FILAGGRIN (FILAMENT AGGREGATING PROTEIN)

Filaggrin is a histidine-rich protein, whose precursor is profilaggrin, a heavily phosphorylated inactive polymer. Profilaggrin consists of 10-12 FLG polypeptide units, an N-terminal S100 domain that binds calcium, and an adjacent B domain. The conversion of profilaggrin to filaggrin occurs through the hydrolysis of peptide bonds by caspase-14, resulting in many active FLG monomers that subsequently undergo dephosphorylation [12, 13]. In the stratum corneum, filaggrin monomers are incorporated into the lipid envelope responsible for the skin barrier function.

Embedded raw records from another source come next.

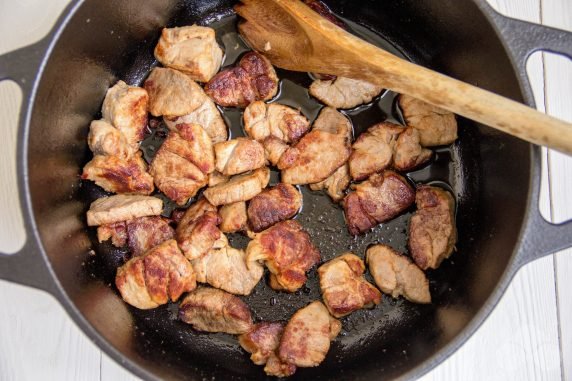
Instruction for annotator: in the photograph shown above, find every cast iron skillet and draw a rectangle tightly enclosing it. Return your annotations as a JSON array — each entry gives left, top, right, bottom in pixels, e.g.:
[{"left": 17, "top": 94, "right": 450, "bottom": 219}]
[{"left": 0, "top": 0, "right": 572, "bottom": 380}]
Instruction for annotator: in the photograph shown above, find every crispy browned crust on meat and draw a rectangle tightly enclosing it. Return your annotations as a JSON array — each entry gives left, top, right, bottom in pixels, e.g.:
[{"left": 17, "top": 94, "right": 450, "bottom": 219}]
[
  {"left": 344, "top": 170, "right": 415, "bottom": 235},
  {"left": 318, "top": 253, "right": 381, "bottom": 318},
  {"left": 248, "top": 183, "right": 302, "bottom": 233},
  {"left": 81, "top": 153, "right": 154, "bottom": 195},
  {"left": 409, "top": 185, "right": 457, "bottom": 270},
  {"left": 246, "top": 220, "right": 320, "bottom": 292},
  {"left": 179, "top": 287, "right": 253, "bottom": 335}
]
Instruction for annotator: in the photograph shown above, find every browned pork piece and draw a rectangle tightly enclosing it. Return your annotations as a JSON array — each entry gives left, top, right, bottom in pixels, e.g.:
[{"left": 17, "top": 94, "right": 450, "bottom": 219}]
[
  {"left": 349, "top": 122, "right": 404, "bottom": 181},
  {"left": 238, "top": 322, "right": 296, "bottom": 377},
  {"left": 318, "top": 253, "right": 381, "bottom": 318},
  {"left": 87, "top": 195, "right": 163, "bottom": 226},
  {"left": 244, "top": 101, "right": 310, "bottom": 143},
  {"left": 81, "top": 152, "right": 154, "bottom": 195},
  {"left": 203, "top": 167, "right": 270, "bottom": 206},
  {"left": 393, "top": 127, "right": 433, "bottom": 171},
  {"left": 310, "top": 77, "right": 383, "bottom": 109},
  {"left": 248, "top": 183, "right": 302, "bottom": 233},
  {"left": 344, "top": 170, "right": 415, "bottom": 235},
  {"left": 155, "top": 25, "right": 222, "bottom": 82},
  {"left": 214, "top": 137, "right": 266, "bottom": 176},
  {"left": 101, "top": 81, "right": 149, "bottom": 152},
  {"left": 399, "top": 95, "right": 457, "bottom": 147},
  {"left": 205, "top": 52, "right": 278, "bottom": 107},
  {"left": 278, "top": 301, "right": 342, "bottom": 367},
  {"left": 409, "top": 185, "right": 457, "bottom": 270},
  {"left": 366, "top": 245, "right": 431, "bottom": 303},
  {"left": 191, "top": 246, "right": 264, "bottom": 295},
  {"left": 278, "top": 107, "right": 352, "bottom": 184},
  {"left": 310, "top": 163, "right": 350, "bottom": 202},
  {"left": 97, "top": 216, "right": 175, "bottom": 256},
  {"left": 218, "top": 201, "right": 248, "bottom": 233},
  {"left": 246, "top": 220, "right": 320, "bottom": 292},
  {"left": 176, "top": 198, "right": 228, "bottom": 260},
  {"left": 179, "top": 287, "right": 253, "bottom": 335},
  {"left": 115, "top": 240, "right": 197, "bottom": 309},
  {"left": 145, "top": 67, "right": 206, "bottom": 117}
]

Filaggrin is further processed in the upper stratum corneum to release free amino acids, serving as natural moisturizing factors (NMF) [14]. As the water gradient decreases in the outer skin layers, filaggrin is hydrolysed, producing hygroscopic amino acids. These amino acids (arginine, glutamine, histidine) are located in the intercellular space and are crucial for NMF production, which maintains the stratum corneum’s moisture, pH, and produces urocanic acid and pyrrolidone-5-carboxylic acid (PCA) [13]. Trans-Urocanic acid, derived from histidine, absorbs ultraviolet radiation and protects against thymine dimer formation in keratinocytes. However, PCA together with trans-Urocanic acid helps maintain the skin’s pH gradient, as evidenced by the higher skin pH in carriers of loss-of-function (LOF) mutations in FLG [14].

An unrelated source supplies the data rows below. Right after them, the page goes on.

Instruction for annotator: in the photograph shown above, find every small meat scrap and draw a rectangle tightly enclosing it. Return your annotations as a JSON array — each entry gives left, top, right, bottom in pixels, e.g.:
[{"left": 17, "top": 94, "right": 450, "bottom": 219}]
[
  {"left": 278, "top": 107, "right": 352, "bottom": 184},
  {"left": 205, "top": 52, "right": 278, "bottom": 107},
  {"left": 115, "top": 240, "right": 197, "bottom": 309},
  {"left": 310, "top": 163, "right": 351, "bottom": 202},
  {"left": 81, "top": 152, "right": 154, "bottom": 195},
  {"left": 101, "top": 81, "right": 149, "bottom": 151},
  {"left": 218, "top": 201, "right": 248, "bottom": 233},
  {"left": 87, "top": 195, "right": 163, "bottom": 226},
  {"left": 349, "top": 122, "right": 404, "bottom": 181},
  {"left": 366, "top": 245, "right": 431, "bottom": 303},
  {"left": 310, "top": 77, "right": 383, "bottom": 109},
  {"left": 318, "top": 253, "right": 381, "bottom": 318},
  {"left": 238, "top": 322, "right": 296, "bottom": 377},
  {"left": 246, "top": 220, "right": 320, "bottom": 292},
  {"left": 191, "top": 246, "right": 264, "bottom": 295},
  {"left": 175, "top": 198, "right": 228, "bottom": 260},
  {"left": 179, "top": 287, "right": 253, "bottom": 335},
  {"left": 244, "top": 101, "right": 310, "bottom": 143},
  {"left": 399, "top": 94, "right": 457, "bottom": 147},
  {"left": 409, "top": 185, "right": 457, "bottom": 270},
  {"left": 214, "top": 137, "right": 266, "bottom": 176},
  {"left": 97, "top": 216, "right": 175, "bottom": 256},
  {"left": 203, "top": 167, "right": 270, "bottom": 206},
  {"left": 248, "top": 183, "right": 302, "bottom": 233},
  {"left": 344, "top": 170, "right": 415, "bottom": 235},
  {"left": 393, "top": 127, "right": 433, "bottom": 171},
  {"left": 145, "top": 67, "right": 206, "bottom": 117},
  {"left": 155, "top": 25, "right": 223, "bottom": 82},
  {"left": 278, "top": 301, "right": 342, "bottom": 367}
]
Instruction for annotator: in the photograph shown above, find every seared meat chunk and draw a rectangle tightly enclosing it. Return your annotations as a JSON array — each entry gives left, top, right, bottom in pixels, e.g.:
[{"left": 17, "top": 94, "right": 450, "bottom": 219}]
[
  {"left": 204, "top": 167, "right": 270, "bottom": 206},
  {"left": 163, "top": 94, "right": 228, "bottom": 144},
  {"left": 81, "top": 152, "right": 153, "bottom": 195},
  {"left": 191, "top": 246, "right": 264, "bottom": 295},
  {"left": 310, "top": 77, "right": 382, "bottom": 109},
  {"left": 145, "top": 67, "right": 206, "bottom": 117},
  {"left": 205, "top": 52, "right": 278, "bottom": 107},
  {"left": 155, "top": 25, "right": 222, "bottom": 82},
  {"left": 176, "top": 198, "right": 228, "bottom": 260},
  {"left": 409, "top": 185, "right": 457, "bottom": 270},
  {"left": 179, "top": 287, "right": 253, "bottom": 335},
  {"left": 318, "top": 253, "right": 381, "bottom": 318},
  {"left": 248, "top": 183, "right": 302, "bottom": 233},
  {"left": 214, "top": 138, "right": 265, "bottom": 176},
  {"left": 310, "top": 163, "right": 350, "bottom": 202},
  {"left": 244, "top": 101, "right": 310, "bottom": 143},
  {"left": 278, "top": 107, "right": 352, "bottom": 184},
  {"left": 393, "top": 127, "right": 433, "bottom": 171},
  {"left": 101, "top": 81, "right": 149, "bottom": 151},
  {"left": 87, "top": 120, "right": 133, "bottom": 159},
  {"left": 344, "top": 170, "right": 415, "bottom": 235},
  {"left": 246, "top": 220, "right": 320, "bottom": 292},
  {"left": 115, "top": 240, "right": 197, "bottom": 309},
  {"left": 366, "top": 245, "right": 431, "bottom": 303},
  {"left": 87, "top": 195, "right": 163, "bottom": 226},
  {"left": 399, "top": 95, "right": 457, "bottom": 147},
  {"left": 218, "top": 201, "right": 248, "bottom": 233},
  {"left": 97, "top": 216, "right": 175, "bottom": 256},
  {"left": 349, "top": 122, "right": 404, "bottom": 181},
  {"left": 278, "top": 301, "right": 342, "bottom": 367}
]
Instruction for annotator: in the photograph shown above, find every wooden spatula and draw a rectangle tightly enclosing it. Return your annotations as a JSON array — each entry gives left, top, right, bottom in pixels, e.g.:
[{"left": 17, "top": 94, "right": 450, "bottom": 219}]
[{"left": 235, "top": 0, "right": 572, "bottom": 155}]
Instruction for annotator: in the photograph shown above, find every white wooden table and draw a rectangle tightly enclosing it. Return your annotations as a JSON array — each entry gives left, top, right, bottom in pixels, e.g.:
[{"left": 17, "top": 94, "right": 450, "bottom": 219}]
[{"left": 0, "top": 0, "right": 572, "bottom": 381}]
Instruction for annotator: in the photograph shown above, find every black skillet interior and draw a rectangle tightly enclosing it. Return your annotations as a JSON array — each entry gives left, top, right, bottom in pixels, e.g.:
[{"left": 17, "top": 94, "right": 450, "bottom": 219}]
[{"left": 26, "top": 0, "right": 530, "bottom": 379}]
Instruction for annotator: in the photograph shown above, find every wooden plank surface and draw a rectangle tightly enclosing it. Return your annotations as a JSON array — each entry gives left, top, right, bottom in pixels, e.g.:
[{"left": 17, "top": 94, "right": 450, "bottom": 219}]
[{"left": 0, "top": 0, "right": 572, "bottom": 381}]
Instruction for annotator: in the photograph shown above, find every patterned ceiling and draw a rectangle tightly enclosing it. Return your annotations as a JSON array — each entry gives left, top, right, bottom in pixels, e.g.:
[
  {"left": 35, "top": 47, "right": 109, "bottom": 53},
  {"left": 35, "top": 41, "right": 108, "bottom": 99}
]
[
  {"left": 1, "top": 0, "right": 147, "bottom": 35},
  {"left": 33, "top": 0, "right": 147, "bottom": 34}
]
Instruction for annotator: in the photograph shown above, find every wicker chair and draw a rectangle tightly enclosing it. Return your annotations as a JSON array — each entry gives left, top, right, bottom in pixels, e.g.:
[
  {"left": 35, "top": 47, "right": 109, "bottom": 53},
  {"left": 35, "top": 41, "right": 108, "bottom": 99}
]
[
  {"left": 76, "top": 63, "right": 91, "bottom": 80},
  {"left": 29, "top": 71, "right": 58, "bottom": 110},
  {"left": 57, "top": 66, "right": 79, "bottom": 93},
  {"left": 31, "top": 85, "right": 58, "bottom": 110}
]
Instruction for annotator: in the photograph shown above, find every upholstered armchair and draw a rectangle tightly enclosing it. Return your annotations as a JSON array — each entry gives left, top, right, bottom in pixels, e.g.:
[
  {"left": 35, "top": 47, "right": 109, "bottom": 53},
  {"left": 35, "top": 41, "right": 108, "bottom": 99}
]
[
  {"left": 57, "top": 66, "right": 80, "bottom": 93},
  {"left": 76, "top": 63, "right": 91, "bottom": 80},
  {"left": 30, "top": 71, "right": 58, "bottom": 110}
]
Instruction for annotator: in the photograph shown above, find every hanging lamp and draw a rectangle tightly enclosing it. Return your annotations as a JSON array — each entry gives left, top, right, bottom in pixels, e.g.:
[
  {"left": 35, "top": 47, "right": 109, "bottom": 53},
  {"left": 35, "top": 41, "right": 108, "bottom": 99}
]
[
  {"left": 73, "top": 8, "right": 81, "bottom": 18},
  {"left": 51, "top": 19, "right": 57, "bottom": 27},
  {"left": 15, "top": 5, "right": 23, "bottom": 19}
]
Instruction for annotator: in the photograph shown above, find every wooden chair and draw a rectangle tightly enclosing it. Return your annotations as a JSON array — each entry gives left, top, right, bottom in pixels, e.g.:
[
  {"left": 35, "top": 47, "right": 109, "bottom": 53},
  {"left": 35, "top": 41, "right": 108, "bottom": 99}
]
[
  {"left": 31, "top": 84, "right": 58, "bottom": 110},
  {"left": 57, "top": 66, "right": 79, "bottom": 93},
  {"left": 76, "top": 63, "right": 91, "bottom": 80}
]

The dysfunction of FLG plays a critical role in the pathogenesis of AD as it regulates the epidermal barrier, protects against pathogens, and binds keratin fibres in the stratum corneum. Filaggrin expression is disrupted mainly by the overactivity of IL-4 and IL-13, which inhibit its production and dysregulate the epidermal barrier. Filaggrin’s proper function also depends on environmental conditions, which can destabilize it, reduce protein expression in keratinocytes, and cause inflammatory changes [12, 15, 16]. Mutations in FLG are also involved in the development of allergic rhinitis and asthma. Its malfunction increases IgE levels and allergy risk [12].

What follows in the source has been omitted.